MySQL Administrator’s Bible by Sheeri K. Cabral and Keith Murphy, 2009. Page count: 800+ pages. (Here’s a link to the publisher’s site.)
This book is a comprehensive reference guide to MySQL that’s accessible to beginning DBAs or DBAs familiar with another database. It has enough detail to be a useful companion throughout a DBA’s career. It also covers many related technologies, such as memcached, at a moderate-but-useful level of detail. This isn’t exactly a how-to book, and it isn’t exactly a reference manual; it’s more of a blend of the two.
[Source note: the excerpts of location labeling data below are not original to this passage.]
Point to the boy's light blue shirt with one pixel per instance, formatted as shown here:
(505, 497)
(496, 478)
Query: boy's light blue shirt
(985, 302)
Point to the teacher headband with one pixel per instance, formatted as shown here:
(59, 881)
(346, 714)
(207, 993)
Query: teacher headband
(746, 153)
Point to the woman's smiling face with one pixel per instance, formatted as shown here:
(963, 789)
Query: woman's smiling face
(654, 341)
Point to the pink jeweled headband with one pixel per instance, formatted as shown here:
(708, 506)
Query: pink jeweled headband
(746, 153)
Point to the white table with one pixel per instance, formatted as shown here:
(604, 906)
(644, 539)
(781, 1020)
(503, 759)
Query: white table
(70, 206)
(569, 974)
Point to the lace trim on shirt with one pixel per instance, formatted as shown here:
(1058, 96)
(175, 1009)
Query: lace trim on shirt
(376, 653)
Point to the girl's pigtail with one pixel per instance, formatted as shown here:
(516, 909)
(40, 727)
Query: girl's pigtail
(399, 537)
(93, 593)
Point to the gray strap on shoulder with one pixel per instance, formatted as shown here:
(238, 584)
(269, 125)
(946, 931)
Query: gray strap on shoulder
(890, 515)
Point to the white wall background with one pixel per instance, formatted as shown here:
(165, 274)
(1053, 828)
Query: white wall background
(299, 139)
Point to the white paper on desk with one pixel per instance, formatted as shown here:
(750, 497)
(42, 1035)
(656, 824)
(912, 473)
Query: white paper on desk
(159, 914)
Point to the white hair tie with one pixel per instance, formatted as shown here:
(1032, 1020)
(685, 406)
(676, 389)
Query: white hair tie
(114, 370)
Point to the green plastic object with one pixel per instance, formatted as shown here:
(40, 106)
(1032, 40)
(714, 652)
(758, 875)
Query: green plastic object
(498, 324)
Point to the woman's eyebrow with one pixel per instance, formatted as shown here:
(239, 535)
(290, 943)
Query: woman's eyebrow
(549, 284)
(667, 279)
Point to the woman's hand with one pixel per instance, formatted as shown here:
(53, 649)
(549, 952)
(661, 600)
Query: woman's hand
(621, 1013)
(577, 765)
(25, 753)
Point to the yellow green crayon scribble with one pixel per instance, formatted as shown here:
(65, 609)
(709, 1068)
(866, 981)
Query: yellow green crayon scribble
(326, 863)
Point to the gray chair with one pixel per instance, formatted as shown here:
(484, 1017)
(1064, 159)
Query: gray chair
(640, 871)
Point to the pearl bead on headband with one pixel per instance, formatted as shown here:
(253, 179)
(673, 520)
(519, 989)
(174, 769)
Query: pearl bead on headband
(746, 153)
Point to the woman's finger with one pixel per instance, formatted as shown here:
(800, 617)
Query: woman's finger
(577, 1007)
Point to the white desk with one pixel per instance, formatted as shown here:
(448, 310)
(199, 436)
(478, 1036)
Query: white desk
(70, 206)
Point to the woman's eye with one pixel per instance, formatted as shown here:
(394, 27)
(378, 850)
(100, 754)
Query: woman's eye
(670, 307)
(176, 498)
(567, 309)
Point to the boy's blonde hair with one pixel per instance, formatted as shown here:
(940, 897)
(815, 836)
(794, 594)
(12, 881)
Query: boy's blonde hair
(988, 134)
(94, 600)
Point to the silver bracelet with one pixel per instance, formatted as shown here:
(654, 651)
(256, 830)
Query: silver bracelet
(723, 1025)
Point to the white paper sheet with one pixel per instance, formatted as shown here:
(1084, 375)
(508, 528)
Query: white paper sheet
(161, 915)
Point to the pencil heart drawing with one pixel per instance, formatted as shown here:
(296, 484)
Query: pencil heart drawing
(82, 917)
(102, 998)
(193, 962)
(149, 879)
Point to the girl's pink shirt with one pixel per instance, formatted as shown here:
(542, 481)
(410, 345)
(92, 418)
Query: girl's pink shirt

The audience will depend on personal preferences. Some of the reference material is the type of thing I would look up with command-line
--help options or the MySQL manual. But there are times when the reference aspect of the book is uniquely valuable. For example, the online documentation tends to list things alphabetically; the book might break them down into groups by function. An example is the
sql_mode parameters, which it groups into categories like “Getting rid of silent failures, silent conversions, and silently allowing invalid data.”
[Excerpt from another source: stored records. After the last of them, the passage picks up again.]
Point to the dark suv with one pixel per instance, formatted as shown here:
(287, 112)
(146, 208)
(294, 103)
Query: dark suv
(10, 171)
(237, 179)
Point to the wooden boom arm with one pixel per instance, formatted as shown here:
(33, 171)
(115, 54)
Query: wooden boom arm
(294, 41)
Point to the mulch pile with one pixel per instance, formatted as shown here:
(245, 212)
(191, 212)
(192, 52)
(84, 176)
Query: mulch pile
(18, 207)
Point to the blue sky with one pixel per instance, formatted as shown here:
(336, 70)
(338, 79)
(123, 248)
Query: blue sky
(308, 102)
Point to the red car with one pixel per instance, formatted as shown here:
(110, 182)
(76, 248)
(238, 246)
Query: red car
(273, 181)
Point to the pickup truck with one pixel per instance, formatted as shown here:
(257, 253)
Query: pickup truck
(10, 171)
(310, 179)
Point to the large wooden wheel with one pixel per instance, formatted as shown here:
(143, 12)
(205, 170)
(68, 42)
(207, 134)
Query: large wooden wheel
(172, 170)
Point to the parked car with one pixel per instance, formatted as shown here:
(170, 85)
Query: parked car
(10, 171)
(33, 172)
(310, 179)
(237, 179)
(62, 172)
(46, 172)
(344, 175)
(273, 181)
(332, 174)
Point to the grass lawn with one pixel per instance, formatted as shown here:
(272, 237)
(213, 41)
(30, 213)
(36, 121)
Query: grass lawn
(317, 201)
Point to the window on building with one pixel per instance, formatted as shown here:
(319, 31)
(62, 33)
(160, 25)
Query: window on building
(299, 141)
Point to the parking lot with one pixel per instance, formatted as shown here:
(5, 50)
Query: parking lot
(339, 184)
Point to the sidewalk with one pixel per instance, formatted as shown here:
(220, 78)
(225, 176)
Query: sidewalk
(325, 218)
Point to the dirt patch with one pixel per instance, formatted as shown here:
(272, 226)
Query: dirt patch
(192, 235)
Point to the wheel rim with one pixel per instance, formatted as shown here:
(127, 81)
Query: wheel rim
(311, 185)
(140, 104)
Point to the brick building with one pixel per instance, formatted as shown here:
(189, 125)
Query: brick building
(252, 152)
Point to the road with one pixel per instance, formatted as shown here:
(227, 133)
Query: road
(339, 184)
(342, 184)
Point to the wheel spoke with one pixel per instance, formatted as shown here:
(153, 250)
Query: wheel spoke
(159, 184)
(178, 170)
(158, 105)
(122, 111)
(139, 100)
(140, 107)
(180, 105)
The non-reference aspect of the book has a lot of examples of how to do things, such as how to set up replication over SSL. This is exactly what I’d look for in a book. Otherwise, you’re reduced to reading documentation (inefficient, mind-numbing) or trusting the information you find online, which is generally not something I do.
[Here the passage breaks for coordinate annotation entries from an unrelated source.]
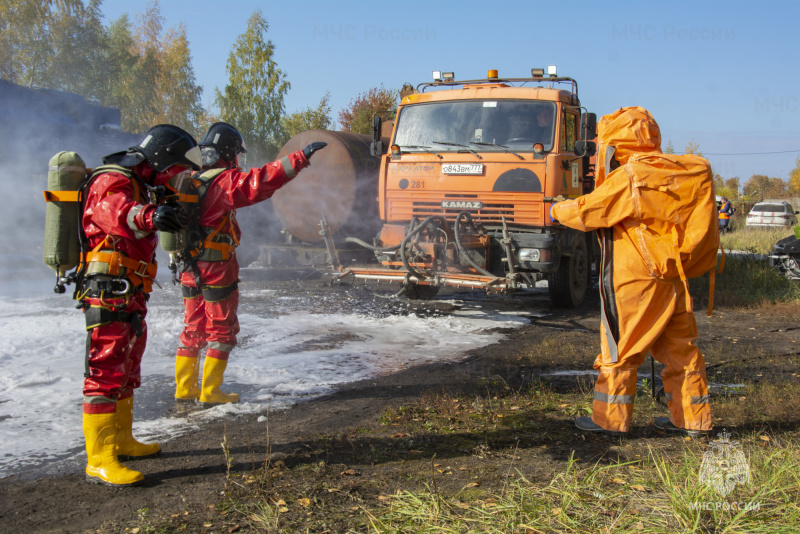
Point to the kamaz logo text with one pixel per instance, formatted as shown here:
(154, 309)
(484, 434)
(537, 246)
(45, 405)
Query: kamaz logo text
(462, 204)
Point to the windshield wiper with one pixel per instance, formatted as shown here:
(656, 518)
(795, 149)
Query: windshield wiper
(425, 148)
(505, 148)
(448, 143)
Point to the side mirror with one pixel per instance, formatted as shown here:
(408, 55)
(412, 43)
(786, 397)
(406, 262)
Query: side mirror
(588, 126)
(376, 147)
(585, 148)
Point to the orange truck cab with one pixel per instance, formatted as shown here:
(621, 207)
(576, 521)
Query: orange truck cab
(467, 181)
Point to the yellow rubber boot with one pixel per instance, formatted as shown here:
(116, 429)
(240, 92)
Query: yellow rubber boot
(126, 443)
(213, 369)
(103, 466)
(187, 372)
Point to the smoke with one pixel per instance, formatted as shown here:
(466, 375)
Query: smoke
(37, 124)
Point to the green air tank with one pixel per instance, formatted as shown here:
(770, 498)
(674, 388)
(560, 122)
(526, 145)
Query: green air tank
(62, 219)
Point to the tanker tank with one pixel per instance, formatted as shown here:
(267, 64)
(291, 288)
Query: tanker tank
(341, 182)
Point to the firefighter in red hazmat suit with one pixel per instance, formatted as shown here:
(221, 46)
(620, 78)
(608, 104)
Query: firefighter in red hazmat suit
(210, 274)
(119, 224)
(645, 302)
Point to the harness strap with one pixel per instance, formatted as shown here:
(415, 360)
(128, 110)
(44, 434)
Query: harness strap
(190, 292)
(216, 294)
(99, 316)
(114, 263)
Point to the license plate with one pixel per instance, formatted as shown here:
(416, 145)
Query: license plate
(462, 204)
(463, 168)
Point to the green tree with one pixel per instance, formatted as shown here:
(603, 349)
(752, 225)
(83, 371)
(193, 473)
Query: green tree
(794, 178)
(318, 118)
(693, 148)
(761, 186)
(79, 51)
(253, 99)
(732, 186)
(357, 118)
(156, 82)
(27, 32)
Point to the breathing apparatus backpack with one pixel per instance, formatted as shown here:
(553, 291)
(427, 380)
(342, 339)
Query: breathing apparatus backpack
(65, 245)
(693, 239)
(195, 242)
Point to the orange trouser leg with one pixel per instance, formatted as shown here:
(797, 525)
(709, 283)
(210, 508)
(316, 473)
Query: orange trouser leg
(634, 315)
(614, 393)
(685, 382)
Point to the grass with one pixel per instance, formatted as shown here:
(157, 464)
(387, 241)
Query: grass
(660, 494)
(755, 240)
(745, 281)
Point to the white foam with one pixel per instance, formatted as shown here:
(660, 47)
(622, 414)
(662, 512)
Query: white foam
(287, 352)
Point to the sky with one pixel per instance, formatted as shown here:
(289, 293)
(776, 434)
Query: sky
(721, 74)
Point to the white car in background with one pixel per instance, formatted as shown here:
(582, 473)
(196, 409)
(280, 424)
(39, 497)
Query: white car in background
(772, 213)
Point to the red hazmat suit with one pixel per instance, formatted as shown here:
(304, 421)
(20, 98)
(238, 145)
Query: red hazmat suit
(117, 221)
(211, 310)
(650, 244)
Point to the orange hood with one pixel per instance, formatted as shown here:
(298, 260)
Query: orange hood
(628, 131)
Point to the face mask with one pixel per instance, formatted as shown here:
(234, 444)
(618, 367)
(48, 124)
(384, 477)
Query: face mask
(173, 176)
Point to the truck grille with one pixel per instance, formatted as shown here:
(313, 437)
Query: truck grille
(519, 208)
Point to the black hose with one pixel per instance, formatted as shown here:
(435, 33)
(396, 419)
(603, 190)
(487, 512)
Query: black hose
(460, 248)
(413, 231)
(371, 247)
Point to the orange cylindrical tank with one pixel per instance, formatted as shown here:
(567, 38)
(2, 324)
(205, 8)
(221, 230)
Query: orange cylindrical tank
(341, 182)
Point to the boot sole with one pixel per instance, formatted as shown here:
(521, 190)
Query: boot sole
(97, 480)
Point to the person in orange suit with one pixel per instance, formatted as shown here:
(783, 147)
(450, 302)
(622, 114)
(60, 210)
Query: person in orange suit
(644, 293)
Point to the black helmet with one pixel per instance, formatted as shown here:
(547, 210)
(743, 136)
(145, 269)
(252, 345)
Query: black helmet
(163, 146)
(221, 141)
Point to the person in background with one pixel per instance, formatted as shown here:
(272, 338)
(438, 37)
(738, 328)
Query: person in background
(119, 225)
(725, 214)
(209, 281)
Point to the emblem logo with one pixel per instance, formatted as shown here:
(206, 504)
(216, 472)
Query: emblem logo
(462, 204)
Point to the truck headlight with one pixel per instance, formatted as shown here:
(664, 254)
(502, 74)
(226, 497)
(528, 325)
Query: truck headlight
(529, 254)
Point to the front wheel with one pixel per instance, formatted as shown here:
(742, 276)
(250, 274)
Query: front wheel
(568, 285)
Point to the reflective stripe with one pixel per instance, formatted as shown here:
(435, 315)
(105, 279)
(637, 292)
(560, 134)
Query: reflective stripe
(68, 168)
(222, 347)
(613, 399)
(134, 211)
(97, 399)
(287, 167)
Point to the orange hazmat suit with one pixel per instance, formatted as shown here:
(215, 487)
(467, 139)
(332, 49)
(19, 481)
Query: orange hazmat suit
(650, 244)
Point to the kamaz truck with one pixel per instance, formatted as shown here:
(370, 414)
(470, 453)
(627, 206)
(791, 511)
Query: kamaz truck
(466, 184)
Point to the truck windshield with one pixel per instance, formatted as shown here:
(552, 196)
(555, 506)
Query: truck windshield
(514, 124)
Speaking of trusting information, I was happy to see very few typos or errors. Occasionally I caught a minor slip. For example, when discussing the limited memory a 32-bit mysqld can use because it runs in a single process, there’s a typo that mis-states this architectural feature as “mysqld is currently single-threaded,” which is not quite the same thing. Overall, you can rely on the information you’ll read in this book.
The book is divided into four parts: first steps, developing with MySQL, core administration, and a set of chapters and appendixes grouped under extending your skills. I think this organization works well. You can read the full Table Of Contents at the publisher’s site linked above.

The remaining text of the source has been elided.